"After facilitating the dispersal of countless bullet casings via the slow-motion shootouts he pioneered in his films," blogs Dave Itzkoff for the New York Times, "John Woo was rewarded Friday with an estimable piece of metal that he gets to keep: the Venice Film Festival gave its Golden Lion award for lifetime achievement to Mr Woo, the director of Hong Kong action movies like Hard-Boiled and The Killer and Hollywood blockbusters like Mission: Impossible II."

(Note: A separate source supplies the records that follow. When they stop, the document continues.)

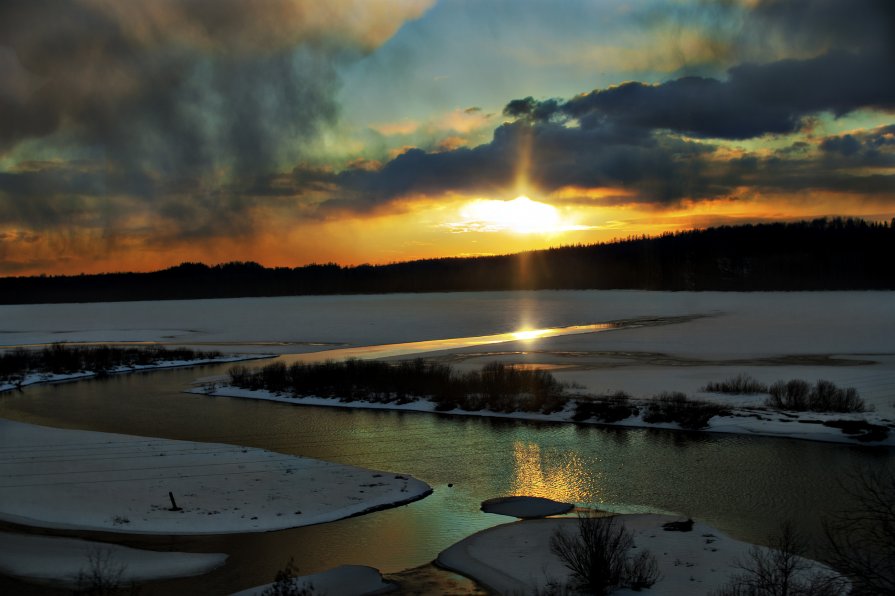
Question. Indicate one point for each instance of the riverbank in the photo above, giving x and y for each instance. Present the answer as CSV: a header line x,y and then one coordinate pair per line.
x,y
516,558
35,378
752,421
85,480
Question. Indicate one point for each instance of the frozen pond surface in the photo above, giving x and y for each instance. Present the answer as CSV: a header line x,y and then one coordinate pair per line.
x,y
743,486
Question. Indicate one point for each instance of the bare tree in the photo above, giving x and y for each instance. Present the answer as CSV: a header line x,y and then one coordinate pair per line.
x,y
103,576
781,570
598,556
287,583
862,541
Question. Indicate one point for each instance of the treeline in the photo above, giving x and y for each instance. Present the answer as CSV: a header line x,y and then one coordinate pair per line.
x,y
824,254
498,387
62,359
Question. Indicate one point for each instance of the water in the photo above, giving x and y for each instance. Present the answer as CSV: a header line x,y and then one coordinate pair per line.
x,y
745,486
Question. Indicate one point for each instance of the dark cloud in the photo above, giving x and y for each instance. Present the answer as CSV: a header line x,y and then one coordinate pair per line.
x,y
181,102
818,25
754,100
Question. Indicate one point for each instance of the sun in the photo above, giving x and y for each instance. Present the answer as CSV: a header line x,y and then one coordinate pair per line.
x,y
521,215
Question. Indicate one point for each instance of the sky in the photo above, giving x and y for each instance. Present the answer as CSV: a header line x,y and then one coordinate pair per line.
x,y
138,135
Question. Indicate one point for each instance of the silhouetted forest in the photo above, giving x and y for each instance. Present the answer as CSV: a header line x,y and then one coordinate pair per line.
x,y
824,254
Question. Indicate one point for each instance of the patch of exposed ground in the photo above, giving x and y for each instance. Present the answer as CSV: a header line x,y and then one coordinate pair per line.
x,y
429,579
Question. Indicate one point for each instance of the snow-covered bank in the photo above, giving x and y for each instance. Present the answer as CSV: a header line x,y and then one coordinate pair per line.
x,y
795,425
516,559
67,561
345,580
35,378
765,322
88,480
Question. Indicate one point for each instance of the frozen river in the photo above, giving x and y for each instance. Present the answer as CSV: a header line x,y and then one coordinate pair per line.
x,y
742,485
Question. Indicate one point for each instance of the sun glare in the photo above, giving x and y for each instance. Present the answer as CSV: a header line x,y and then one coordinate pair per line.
x,y
527,334
521,215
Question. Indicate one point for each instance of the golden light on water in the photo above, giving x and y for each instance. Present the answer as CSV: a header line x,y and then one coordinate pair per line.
x,y
528,334
535,476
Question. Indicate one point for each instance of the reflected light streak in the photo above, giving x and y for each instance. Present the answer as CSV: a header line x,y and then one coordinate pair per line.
x,y
420,347
533,476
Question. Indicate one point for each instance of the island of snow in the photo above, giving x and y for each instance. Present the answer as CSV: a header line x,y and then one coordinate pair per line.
x,y
98,481
71,562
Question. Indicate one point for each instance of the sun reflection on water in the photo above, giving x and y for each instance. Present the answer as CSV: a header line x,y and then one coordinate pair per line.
x,y
561,478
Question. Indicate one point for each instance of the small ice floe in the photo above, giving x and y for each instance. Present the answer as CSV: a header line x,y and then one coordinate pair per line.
x,y
525,507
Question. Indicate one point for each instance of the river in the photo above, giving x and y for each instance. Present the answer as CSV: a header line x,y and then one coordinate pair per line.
x,y
744,486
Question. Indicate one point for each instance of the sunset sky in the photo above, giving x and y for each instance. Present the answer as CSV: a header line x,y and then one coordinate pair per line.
x,y
137,135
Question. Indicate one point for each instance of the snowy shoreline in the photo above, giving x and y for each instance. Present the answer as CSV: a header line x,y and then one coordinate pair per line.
x,y
39,378
785,425
515,558
85,480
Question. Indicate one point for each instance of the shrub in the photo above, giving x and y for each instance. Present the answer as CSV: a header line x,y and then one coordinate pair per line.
x,y
497,386
738,385
862,540
62,359
781,570
825,396
607,408
286,583
677,407
597,556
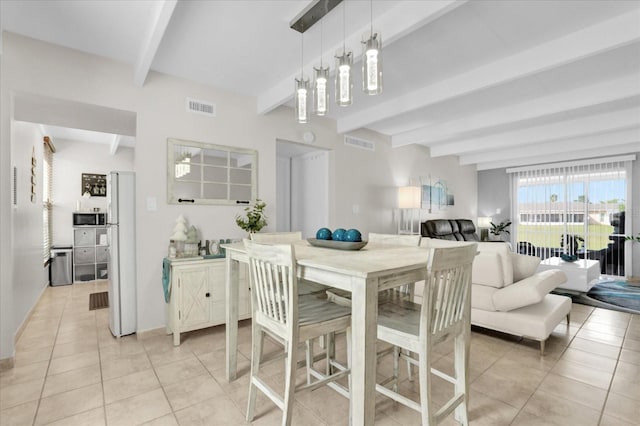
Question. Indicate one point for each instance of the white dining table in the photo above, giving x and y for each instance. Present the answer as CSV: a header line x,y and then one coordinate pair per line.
x,y
362,272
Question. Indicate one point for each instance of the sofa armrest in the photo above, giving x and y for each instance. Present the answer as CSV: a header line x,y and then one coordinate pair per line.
x,y
528,291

"Woo, who co-directed Jianyu (Reign of Assassins), which premiered Friday on the Venice Lido out of competition, returned to China two years ago after directing Hollywood films for 16 years," writes Eric J Lyman in the Hollywood Reporter. "'When [festival director Marco Müller] called me, my first reaction was shock,' Woo said. 'Then I thought he might be joking. Then I felt emotional, and finally I was just grateful.' The festival declared Friday was John Woo Day on the Lido."
Also in THR, Deborah Young: "Mr & Mrs Smith relocate to ancient China in the dazzling martial-arts epic Reign of Assassins, in which Asian superstars Michelle Yeoh and Jung Woo-Sung play an ordinary married couple, each unaware the spouse is a world-class assassin. Replacing guns and bombs with flashing swordplay, aerial fighting and fantasy effects, the beautifully balanced story finds time for humor and a piercingly romantic finale."
"[N]either by name nor by nature is it formally a John Woo film," notes Guy Lodge at In Contention. "[R]ather, he is credited as 'co-director,' while it's [Su] Chao-Pin who is given the possessive credit. The newer director's hand is in evidence throughout: Reign of Assassins lacks the technical grace and advanced set-piece conception of, say, Woo's Red Cliff, but it does boast a goofy sense of humor, as well as a certain elasticity of genre as endearing as it is initially bewildering: this is the rare fighting film that takes sideways strolls into supernatural video-game territory and meet-cute rom-com."
"I have to admit, for the first hour I was pretty bored by Assassins," writes Robert Beames at Obsessed With Film. But: "It gets better as it progresses and the plot twists and turns in the final third are satisfying, if never really exciting. Not vintage Woo, by even his recent standards, but a solid, diverting and imaginative movie that continues the Chinese push for worldwide box office domination."
Update, 9/6: Justin Chang in Variety: "As the tale of a star femme assassin choosing married life over mayhem, the scenario has more than a whiff of Kill Bill; indeed, Reign reps a frenzied stew of references, well-worn twists and unabashed cliches — executed by filmmakers who take palpable pleasure in reheating and recombining familiar genre elements. Su's script has all kinds of fun with gags about eunuchs (a key plot point) and off-the-wall dialogue, though its sentimental refrain about lost love ('I would turn into a stone bridge and endure 500 years of wind and rain') harks back to the drippiest romantic aphorisms of mid-90s Wong Kar-wai."